Mr Woodward said: ‘The responsibility on all MLAs next Tuesday cannot be overestimated. By voting to complete devolution they will be doing so much more than voting for the transfer of policing and justice powers from Westminster to Stormont, important as that is.
‘They will be voting for the hopes and aspirations of future generations who do not want to relive the past.
‘The last 12 years and more have shown that politicians and the communities they represent can overcome divisions that seemed to the world to be well nigh unbridgeable.
‘It would be unthinkable to falter at this stage. And it would be hard to forgive anyone who put all that has been so hard won at risk.
‘No one is suggesting that what has come out of The Good Friday Agreement, St Andrew’s and now the Hillsborough Castle Agreement is incapable of improvement’.
‘The architecture is there to enable locally accountable representatives to address the issues that rightly concern the people: education and skills, investment and jobs, policing and community safety. But the structures must be developed, not destroyed’, he said.
UUP not in position to back devolution deal
Earlier, the Ulster Unionist leader Reg Empey said his party would not be supporting the landmark deal to devolve policing powers to Northern Ireland in a crucial Assembly vote next Tuesday.
Speaking after a meeting of UUP Assembly members in Templepatrick, Co Antrim, he said the Hillsborough Agreement on law and order transfer and parading was not acceptable in its current form.
Although Sinn Féin and the DUP have the electoral strength to push through the accord when it is put before the Assembly on Tuesday, a ‘no’ vote from the UUP will deprive them of the unanimous support they seek.
The party's decision is potentially problematic for Britain's Conservative Party, which has an electoral pact with the UUP in Northern Ireland.
David Cameron is a supporter of the Hillsborough deal and he now faces the prospect of going to the polls aligned to a party which opposes it.

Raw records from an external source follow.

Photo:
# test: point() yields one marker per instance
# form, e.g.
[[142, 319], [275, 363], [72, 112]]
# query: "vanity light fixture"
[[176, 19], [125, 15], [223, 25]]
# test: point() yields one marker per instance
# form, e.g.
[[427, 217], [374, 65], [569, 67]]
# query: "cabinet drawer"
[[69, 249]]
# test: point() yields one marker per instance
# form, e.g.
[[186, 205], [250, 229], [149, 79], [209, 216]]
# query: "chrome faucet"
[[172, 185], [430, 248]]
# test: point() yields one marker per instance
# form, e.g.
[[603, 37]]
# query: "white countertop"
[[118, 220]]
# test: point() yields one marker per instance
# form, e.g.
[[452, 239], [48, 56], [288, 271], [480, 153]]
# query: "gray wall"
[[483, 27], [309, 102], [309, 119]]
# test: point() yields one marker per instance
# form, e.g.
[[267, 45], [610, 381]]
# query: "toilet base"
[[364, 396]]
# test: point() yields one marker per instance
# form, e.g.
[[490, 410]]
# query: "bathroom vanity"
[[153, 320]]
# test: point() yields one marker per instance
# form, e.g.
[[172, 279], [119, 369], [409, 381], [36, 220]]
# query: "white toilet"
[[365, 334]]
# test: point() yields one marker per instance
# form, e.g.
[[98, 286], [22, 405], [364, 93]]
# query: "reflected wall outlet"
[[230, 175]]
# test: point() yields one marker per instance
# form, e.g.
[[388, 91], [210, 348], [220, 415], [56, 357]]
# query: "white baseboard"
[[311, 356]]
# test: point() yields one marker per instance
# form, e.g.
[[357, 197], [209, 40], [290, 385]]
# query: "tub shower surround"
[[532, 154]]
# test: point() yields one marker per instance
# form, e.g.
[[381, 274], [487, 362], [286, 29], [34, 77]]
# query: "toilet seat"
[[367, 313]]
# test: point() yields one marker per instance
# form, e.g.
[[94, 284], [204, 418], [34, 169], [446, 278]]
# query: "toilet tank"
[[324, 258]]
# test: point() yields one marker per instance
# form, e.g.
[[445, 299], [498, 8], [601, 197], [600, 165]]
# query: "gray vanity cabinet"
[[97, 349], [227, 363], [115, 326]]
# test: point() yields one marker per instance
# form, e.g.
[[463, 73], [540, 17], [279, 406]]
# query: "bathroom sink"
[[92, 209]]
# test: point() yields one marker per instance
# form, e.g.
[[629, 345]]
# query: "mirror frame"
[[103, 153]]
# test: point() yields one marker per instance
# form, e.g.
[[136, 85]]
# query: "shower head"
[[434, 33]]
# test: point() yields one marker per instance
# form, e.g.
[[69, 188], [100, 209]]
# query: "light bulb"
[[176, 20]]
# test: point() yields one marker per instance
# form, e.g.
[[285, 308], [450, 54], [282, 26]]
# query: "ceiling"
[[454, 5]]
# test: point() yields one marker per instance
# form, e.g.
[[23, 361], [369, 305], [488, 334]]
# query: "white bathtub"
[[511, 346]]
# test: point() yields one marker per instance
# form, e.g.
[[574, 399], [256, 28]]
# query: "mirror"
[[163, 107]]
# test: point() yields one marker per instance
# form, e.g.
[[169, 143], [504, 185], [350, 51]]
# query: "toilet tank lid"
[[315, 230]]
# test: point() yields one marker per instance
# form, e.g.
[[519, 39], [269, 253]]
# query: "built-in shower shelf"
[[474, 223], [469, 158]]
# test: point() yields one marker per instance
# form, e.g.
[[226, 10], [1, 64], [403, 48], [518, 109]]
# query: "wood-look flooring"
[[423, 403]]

Mr Empey said the party's executive will meet on Monday night to hear a report from him and to take a final decision.
The East Belfast MLA said the Stormont Executive needed to demonstrate an ability to address other outstanding issues facing it - such as the uncertainty over education reforms - before it could be trusted with security powers.
‘It remains our view that the current Executive must be capable of exercising its existing powers before such an important issue as policing and justice is devolved,’ he said.
He and his colleagues have now sent a series of proposals to the other parties in the Assembly designed to tackle the matters of concern to his party.
He said he would examine any responses to that document over the next 72 hours and did not totally rule out a change of position ahead of Tuesday.
‘Over the coming days we will continue to monitor progress on matters contained within our document,’ he said.
‘The Ulster Unionist Party remains committed to devolution and to providing strong, stable and effective government for all the people of Northern Ireland’, he added.
Earlier the DUP leader and First Minister Peter Robinson said people in Northern Ireland wanted to see this issue put to bed and dealt with.
He said he believed they would react very badly to any party that tried to stop Northern Ireland moving forward.
Mr Robinson said the Hillsborough Castle Agreement represented a fair deal for Northern Ireland.
Devolution of Policing and Justice: an objective which every single party in the Assembly is committed to, can occur in a stable and safe environment, he said.
He said every single party in the Assembly was committed to the devolution of policing and justice powers and should therefore stand over their commitments made to the public.
He said he believed that the people of Northern Ireland were tired of political point-scoring and party positioning.
They deserve to see devolution working better, he said.
'Dismal failure of political leadership'
Deputy First Minister Martin McGuinness described the move by the Ulster Unionist Party as a dismal failure of political leadership.
Speaking at the Sinn Féin Ard Fheis, Martin McGuinness said some of the measures proposed by the UUP would see the return of unionist majority rule.
Mr McGuinness also said that playing politics with the future of the institutions is unacceptable.